A ball is thrown vertically upward with initial velocity $30m{\sec ^{ - 1}}$ what will be its position vector at time $t = 5\sec $ taking origin at the point of projection, vertical up as positive y-axis and horizontal as x-axis?
[A] $(0,25)$
[B] $(0,20)$
[C] $(0,45)$
[D] $(0,5)$

Answer 1

Hint: In order to solve this question we need to understand the motion of the ball thrown vertically upward. While throwing vertically upward only force of gravity acting downward direction hence acceleration of ball is in downward direction equal to acceleration due to gravity $9.8m{\sec ^{ - 2}}$ since velocity in upward direction is constant so acceleration in upward direction is zero. Also here we can use the equation of motion because acceleration is constant.

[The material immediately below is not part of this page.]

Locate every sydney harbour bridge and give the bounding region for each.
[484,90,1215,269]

Complete step-by-step solution:
Since the velocity is only in upward direction so horizontal coordinate become zero
So x-coordinate of velocity is always $0$
Let the initial velocity be, $u = 30m{\sec ^{ - 1}}$
And acceleration is given by, $a = - 10m{s^{ - 2}}$ during upward motion
Let us calculate the maximum distance it can cover during its upward motion,
Let the maximum distance be, ${y_{\max }}$
We know final velocity of ball is $v = 0$
So using equation of motion we get, ${v^2} = {u^2} + 2a{y_{\max }}$
Putting values we get, $0 = ({30^2}) - (2 \times 10 \times {y_{\max }})$
${y_{\max }} = \dfrac{{900}}{{20}}$
${y_{\max }} = 45m$
Let the time taken to cover maximum distance be ${t_1}$
So, using equation of motion, $v = u + a{t_1}$
Putting values we get, $0 = (30) - (10 \times {t_1})$
${t_1} = \dfrac{{30}}{{10}}\sec $
${t_1} = 3\sec $
According to question we need to calculate the y distance at time, $t = 5\sec $
It means during $5\sec $ the ball is coming back toward earth.
So for downward motion, $a = 10m{\sec ^{ - 2}}$
And let the distance it covers during downward fall be, $s = y$ measure from highest point
We have to calculate this distance for ${t_2} = t - {t_1}$
${t_2} = (5 - 3)\sec $
${t_2} = 2\sec $
Also initial velocity would be ${u_1} = 0m{\sec ^{ - 1}}$
Remember we are considering only downward motion from maximum position
So using equation of motion $S = ut + \dfrac{1}{2}a{t^2}$ we get, $y = {u_1}{t_2} + \dfrac{1}{2}a{t_2}^2$
Putting values we get, $y = (0 \times 2) + \dfrac{1}{2}(10)(4)$
$y = 20m$
So the y- coordinate from origin is given by, ${y_1} = {y_{\max }} - y$
${y_1} = (45 - 20)m$
${y_1} = 25m$
So the correct option is [A] $(0,25)$.

Note: It should be remembered that during motion in upward or downward direction we are neglecting air resistance for simpler calculation otherwise we know air resistance force is directly proportional to speed and surface area of ball on which it is acting and due to this the acceleration of body changes and we do not get the same result.